Владимиру стало легче. Он даже не мог понять, почему вдруг ему стало легче. Быстротечность земной жизни перед ним неожиданно предстала со всей обнаженностью отсюда, с высоты Ленинских гор, где он был не раз и раньше, так же, как и теперь, стоял у этой же гранитной балюстрады, по никогда в голову его не приходили мысли, которые вспыхнули сейчас. Кораблинов, сцена в ресторане «Чайка», текст приказа… все это как-то незаметно и без боли отодвинулось далеко-далеко и захлестывалось набегающими валами дум и мыслей, которые могли в голове Владимира родиться только здесь, на этом священном московском возвышении. Владимир закрыл глаза. В памяти как живой предстал профессор Орлов, который в своих лекциях по истории театра самозабвенно рассказывал о том, как более ста лет назад здесь, на Воробьевых горах, Герцен и Огарев на коленях поклялись отдать свои силы, а если потребуется – и жизни, на великое служение отечеству и народу.

«А ведь их нет… Нет их… – думал Владимир. – Значит, есть предел не только радостям, но и страданиям. Есть на земле та грань, за которой человек не сможет оскорбить человека. Для одних эта грань – великие пантеоны, для других – просто обочина проселочной дороги, петляющей во фронтовой полосе. Для третьих – тихое деревенское кладбище за огородами».

И там, вдали, в синей дымке, повисшей над столицей, вырисовывались стертые очертания высотных дворцов на Смоленской площади, на площади Восстания, на Котельнической набережной… Правее и левее их островерхими спиральными пирамидами вонзались в небо телевизионные башни Шаболовки и Останкина.

Владимир напряженно всматривался в даль, выискивая глазами силуэты башен Кремля, но не видел их.

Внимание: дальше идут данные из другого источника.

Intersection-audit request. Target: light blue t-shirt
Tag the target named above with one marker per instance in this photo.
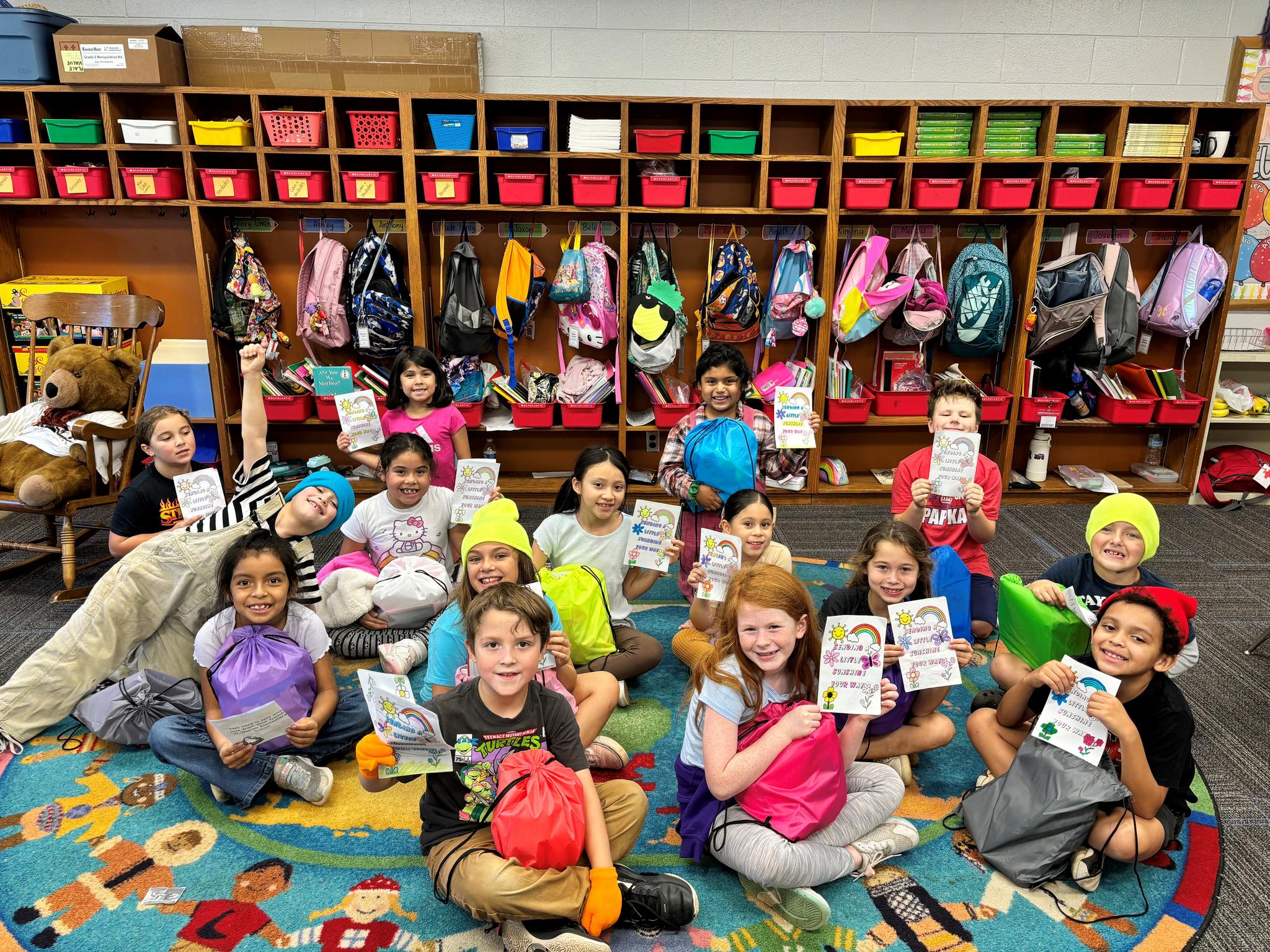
(723, 701)
(447, 648)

Мешала сизая дымка.

Владимир стоял у балюстрады и думал о бренности человеческой жизни. И чем больше он думал, тем ему становилось легче. Отсюда, с высоты Ленинских гор, – и это Владимир почувствовал остро – само значение личности Кораблинова, ранее выросшее в его сознании до гиперболических масштабов, вдруг неожиданно померкло, поблекло, смешалось с той житейской грязью, свидетелем которой он был неделю назад в ресторане «Чайка».

Исподволь, как-то незаметно, в душе закипала злоба. Злоба, как стальное кресало, скользнувшее по кремню, высекло желание отомстить. Но чем? Как отомстить?.. В чем, в каких ситуациях он сможет иметь преимущество перед Кораблиновым? Не поднять же руку на старика?!

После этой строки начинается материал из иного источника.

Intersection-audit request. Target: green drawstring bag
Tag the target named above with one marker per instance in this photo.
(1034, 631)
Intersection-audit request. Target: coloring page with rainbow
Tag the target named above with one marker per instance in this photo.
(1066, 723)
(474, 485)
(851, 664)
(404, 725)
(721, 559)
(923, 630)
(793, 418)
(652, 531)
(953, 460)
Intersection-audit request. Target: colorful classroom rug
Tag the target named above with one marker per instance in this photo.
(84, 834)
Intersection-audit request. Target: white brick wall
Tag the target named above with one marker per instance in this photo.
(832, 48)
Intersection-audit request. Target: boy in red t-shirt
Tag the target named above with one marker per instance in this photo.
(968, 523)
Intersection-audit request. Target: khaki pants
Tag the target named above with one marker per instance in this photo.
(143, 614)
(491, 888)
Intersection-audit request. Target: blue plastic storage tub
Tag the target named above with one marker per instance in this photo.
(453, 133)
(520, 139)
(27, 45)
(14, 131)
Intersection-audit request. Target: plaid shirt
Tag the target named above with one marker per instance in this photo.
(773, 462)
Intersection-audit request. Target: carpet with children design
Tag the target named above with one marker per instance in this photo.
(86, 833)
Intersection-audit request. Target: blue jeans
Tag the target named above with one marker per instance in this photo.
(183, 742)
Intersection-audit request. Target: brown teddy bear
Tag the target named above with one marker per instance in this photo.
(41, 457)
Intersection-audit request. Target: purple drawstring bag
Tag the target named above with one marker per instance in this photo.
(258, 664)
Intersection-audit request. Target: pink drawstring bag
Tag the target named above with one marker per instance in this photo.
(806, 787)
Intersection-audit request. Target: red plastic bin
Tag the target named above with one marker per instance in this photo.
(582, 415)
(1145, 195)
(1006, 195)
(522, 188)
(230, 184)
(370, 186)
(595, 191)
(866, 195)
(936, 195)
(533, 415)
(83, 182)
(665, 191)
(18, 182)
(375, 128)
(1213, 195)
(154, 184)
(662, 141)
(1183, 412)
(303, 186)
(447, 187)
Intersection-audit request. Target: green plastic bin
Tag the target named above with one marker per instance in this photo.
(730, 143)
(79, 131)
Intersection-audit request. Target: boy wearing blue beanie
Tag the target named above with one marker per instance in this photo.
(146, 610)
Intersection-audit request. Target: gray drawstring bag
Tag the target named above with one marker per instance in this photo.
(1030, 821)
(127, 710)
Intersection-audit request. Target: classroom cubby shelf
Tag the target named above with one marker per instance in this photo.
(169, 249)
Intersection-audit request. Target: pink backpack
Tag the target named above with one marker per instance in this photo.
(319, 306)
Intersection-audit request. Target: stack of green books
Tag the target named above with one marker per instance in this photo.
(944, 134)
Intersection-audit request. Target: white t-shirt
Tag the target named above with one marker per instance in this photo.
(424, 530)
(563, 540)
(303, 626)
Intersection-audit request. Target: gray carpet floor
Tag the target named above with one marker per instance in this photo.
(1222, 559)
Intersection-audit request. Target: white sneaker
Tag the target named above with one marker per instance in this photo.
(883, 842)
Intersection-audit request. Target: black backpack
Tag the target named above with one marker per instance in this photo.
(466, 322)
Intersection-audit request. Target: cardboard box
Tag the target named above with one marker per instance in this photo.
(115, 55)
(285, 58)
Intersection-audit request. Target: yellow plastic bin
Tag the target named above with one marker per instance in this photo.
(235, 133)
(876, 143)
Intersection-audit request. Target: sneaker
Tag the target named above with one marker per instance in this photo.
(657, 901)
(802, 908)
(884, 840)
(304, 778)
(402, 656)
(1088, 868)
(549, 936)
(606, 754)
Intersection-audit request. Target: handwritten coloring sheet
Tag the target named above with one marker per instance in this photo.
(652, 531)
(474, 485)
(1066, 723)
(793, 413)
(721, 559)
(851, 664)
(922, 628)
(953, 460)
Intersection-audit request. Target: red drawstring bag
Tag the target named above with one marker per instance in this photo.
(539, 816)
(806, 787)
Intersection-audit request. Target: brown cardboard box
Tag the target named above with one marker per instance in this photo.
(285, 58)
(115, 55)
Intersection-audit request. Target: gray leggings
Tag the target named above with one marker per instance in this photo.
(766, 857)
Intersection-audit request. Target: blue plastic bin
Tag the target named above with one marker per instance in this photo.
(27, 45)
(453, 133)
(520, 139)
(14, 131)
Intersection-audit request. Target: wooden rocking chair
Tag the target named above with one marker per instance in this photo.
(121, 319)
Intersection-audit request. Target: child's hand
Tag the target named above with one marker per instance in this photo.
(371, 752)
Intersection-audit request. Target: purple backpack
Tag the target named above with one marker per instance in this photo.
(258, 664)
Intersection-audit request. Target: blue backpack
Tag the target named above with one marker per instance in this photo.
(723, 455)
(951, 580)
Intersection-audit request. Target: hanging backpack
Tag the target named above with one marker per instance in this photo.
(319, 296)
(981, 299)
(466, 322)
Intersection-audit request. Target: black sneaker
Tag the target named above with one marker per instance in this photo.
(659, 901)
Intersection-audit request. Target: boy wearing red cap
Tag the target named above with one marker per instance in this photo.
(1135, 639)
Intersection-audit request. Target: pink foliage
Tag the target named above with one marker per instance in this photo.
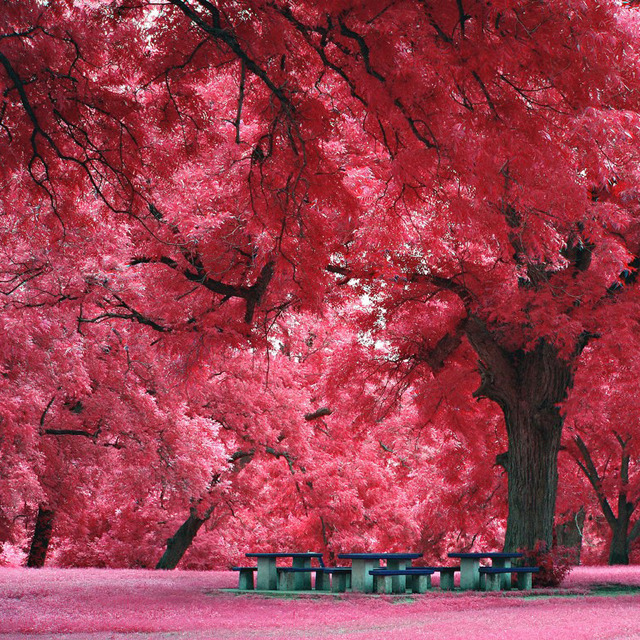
(190, 604)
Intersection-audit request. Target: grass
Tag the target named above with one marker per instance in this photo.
(101, 604)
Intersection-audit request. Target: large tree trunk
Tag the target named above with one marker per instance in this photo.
(528, 386)
(41, 537)
(532, 469)
(178, 544)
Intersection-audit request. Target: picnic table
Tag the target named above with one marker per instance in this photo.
(470, 566)
(363, 563)
(267, 577)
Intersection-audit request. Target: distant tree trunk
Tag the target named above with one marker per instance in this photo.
(178, 544)
(619, 547)
(527, 385)
(41, 537)
(569, 534)
(621, 537)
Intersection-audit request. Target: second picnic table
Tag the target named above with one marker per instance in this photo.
(470, 565)
(267, 578)
(362, 563)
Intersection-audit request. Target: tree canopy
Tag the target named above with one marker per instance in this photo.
(218, 218)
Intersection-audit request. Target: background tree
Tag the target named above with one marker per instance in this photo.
(453, 163)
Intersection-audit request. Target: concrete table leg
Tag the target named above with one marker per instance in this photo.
(421, 583)
(302, 580)
(505, 578)
(361, 579)
(338, 582)
(323, 582)
(399, 583)
(287, 581)
(267, 578)
(383, 584)
(493, 581)
(525, 581)
(469, 574)
(245, 580)
(446, 580)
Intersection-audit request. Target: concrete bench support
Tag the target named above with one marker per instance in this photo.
(525, 581)
(446, 579)
(245, 577)
(383, 584)
(323, 581)
(420, 583)
(493, 578)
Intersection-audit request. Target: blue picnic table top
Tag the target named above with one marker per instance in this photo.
(379, 556)
(283, 555)
(492, 555)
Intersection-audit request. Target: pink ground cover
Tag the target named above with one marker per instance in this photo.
(100, 604)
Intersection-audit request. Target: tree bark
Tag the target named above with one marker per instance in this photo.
(528, 386)
(41, 537)
(532, 470)
(619, 547)
(178, 544)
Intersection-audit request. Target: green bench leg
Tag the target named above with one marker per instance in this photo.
(287, 581)
(420, 584)
(245, 580)
(493, 581)
(383, 584)
(322, 581)
(446, 580)
(525, 581)
(338, 582)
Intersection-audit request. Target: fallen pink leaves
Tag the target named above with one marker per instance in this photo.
(104, 602)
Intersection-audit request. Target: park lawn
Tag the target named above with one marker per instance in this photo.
(101, 604)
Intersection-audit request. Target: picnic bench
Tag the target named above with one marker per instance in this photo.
(363, 563)
(269, 574)
(491, 577)
(420, 579)
(446, 576)
(340, 579)
(245, 577)
(470, 567)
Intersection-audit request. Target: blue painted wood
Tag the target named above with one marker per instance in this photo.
(490, 555)
(494, 570)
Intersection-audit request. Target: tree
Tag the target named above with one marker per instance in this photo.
(452, 162)
(603, 437)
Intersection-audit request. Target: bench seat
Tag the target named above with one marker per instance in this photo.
(490, 577)
(420, 578)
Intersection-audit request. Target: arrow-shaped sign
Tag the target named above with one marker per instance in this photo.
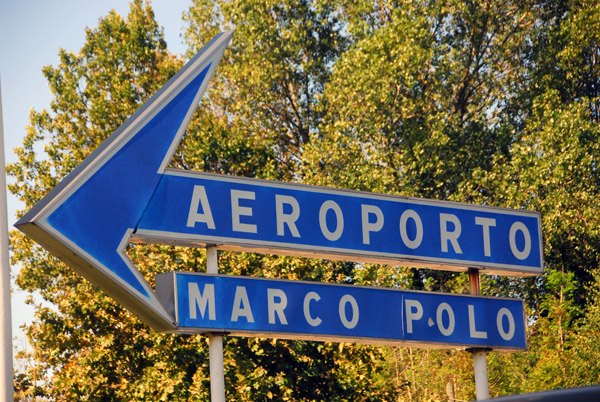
(123, 192)
(88, 218)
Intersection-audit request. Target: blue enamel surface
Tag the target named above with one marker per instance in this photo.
(381, 314)
(169, 208)
(98, 214)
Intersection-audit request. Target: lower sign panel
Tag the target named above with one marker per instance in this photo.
(244, 306)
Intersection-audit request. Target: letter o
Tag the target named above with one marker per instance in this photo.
(506, 335)
(446, 331)
(314, 322)
(327, 205)
(520, 254)
(342, 309)
(416, 242)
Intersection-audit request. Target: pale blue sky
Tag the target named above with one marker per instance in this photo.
(31, 33)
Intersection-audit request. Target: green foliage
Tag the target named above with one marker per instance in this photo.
(492, 102)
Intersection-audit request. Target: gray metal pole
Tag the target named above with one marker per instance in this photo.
(6, 376)
(482, 389)
(215, 342)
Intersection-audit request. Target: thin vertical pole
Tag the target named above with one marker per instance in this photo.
(215, 342)
(7, 391)
(482, 390)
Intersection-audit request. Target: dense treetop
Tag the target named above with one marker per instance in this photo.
(490, 102)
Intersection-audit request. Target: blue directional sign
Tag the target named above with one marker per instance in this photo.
(123, 192)
(244, 306)
(194, 208)
(88, 218)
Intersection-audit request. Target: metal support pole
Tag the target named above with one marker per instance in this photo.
(6, 366)
(482, 390)
(215, 342)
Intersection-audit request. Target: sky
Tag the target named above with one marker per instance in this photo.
(31, 34)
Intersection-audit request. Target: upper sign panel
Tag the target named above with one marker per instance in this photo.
(192, 208)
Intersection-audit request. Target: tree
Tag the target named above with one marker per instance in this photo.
(492, 102)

Владимир долго стоял неподвижно, навалившись грудью на балюстраду. И вдруг на душу наплыло невесомое облачко успокоения. И Владимир убеждал сам себя: «Ему под шестьдесят. Мне – меньше. Все мое – впереди! Все кораблиновское – позади. Моя жизнь и мои надежды – на самой вершине Ленинских гор. Он, Кораблинов, устал от славы, от сознания того, что уже ничто не поманит его розовой дымкой неизвестности… Живой позолоченный труп». Не знал только, что делать дальше. Пройти по киносъемочным группам других объединений и предложить себя в порядке ввода на какую-нибудь эпизодическую роль в другом фильме? Поехать домой, к матери, обнять ее, одинокую и единственную, кто все может понять, все может простить; рассказать ей, как на исповеди, о том, как жестоки могут быть люди, которым доверяешь свое сердце, свою судьбу?.. А может быть, встать к станку? Три пути… Первый путь – унижение, расчет на жалость и сострадание. Второй – вздохи матери, ее тайные слезы от бессилия и невозможности помочь сыну в его большом горе… Третий был самым надежным. Металл не заплачет, станок не будет страдальчески вздыхать, начальник цеха не пошлет на подсобные дворовые работы, не бросит в бригаду разнорабочих; он поручит главную роль в цехе согласно квалификации Владимира: фрезеровщик шестого разряда в бригаде коммунистического труда.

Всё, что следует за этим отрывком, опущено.